Kementerian ATR/BPN menemukan bahwa bidang tanah yang menjadi objek sengketa memiliki dua dasar hak yang berbeda. Pertama, sertipikat Hak Guna Bangunan (HGB) atas nama PT Hadji Kalla yang diterbitkan pada 8 Juli 1996 dan berlaku hingga 24 September 2036. Kedua, Hak Pengelolaan (HPL) atas nama PT Gowa Makassar Tourism Development (GMTD) Tbk, yang berasal dari kebijakan Pemerintah Daerah Gowa dan Makassar sejak tahun 1990-an.
Selain itu, sengketa ini juga terkait dengan gugatan dari Mulyono serta putusan Pengadilan Negeri Makassar yang memenangkan GMTD atas Manyombalang Dg. Solong. Menteri Nusron menjelaskan bahwa putusan tersebut hanya mengikat para pihak yang berperkara, namun PT Hadji Kalla juga memiliki hak atas dasar penerbitan yang berbeda.
“Fakta hukum menunjukkan bahwa di lahan itu terdapat beberapa dasar hak dan subjek hukum berbeda. Karena itu, penyelesaiannya harus berdasarkan data dan proses administrasi yang cermat, bukan dengan mengeneralisasi satu putusan,” jelas Nusron Wahid.

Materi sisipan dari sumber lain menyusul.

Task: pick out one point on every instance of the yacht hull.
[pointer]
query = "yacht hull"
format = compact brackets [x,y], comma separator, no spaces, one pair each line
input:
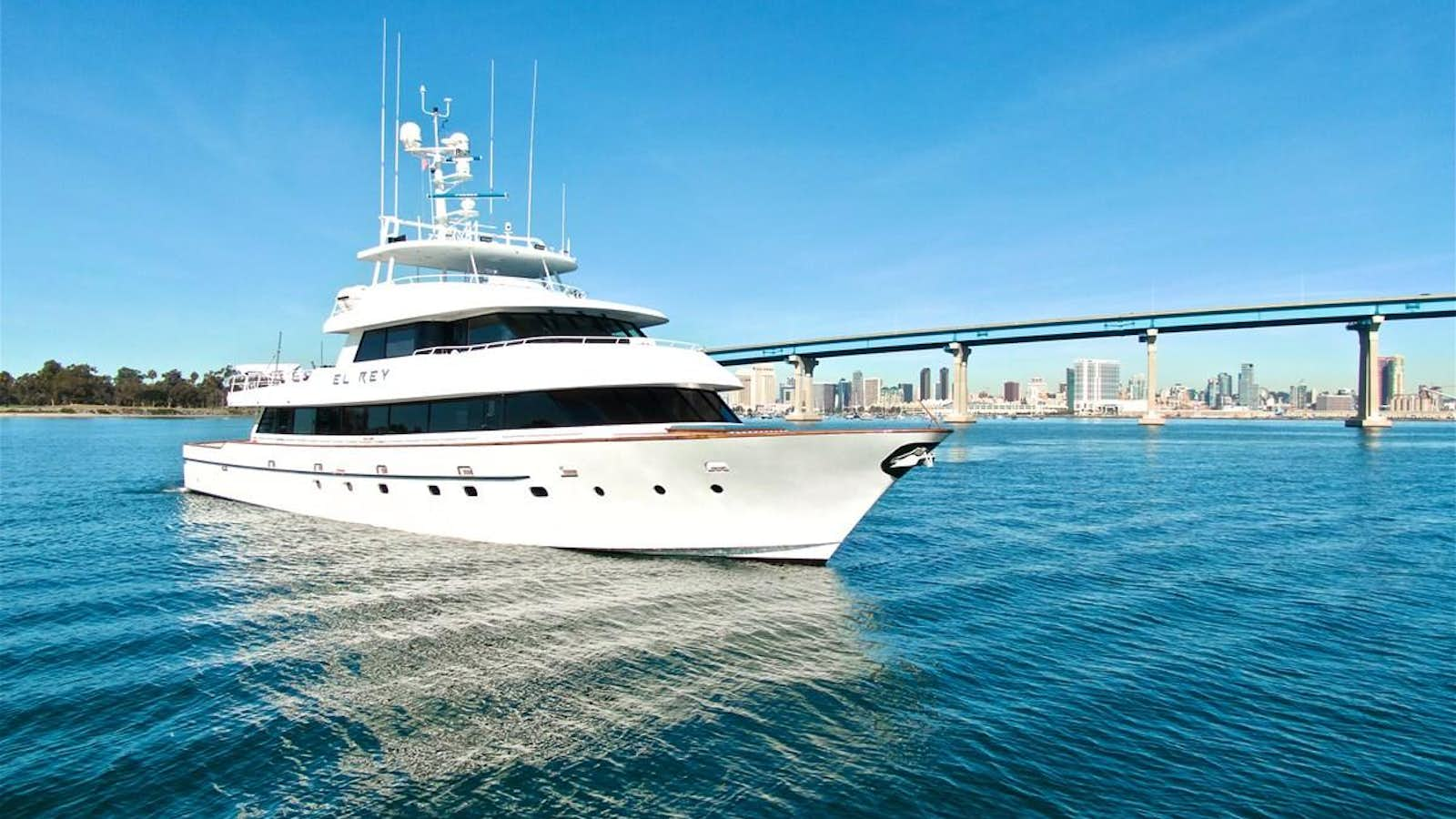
[763,494]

Menteri Nusron menegaskan bahwa pelaksanaan eksekusi merupakan kewenangan Pengadilan Negeri Makassar, sementara Kementerian ATR/BPN menjalankan fungsi administratif berdasarkan data pertanahan yang sah. Kantor Pertanahan Kota Makassar telah mengirim surat kepada Pengadilan Negeri Makassar untuk meminta klarifikasi dan koordinasi teknis.
Kasus ini menjadi momentum penting untuk mempercepat pembersihan dan digitalisasi data lama, serta sinkronisasi peta bidang tanah. “Kalau hari ini kasus lama muncul ke publik, itu justru karena sistem kita sedang jujur dan dibuka. Kami ingin semua terang agar ke depan tidak ada lagi tumpang tindih,” kata Menteri Nusron.
Menteri Nusron menegaskan bahwa Kementerian ATR/BPN tidak berpihak kepada siapa pun dan berfokus pada penertiban administrasi serta kepastian hukum pertanahan. “Kami berdiri di atas hukum, bukan di atas kepentingan siapa pun. Fokus kami membenahi sistem agar ke depan setiap hak atas tanah berdiri di atas kepastian hukum,” tutup Menteri Nusron. (Abel/hms)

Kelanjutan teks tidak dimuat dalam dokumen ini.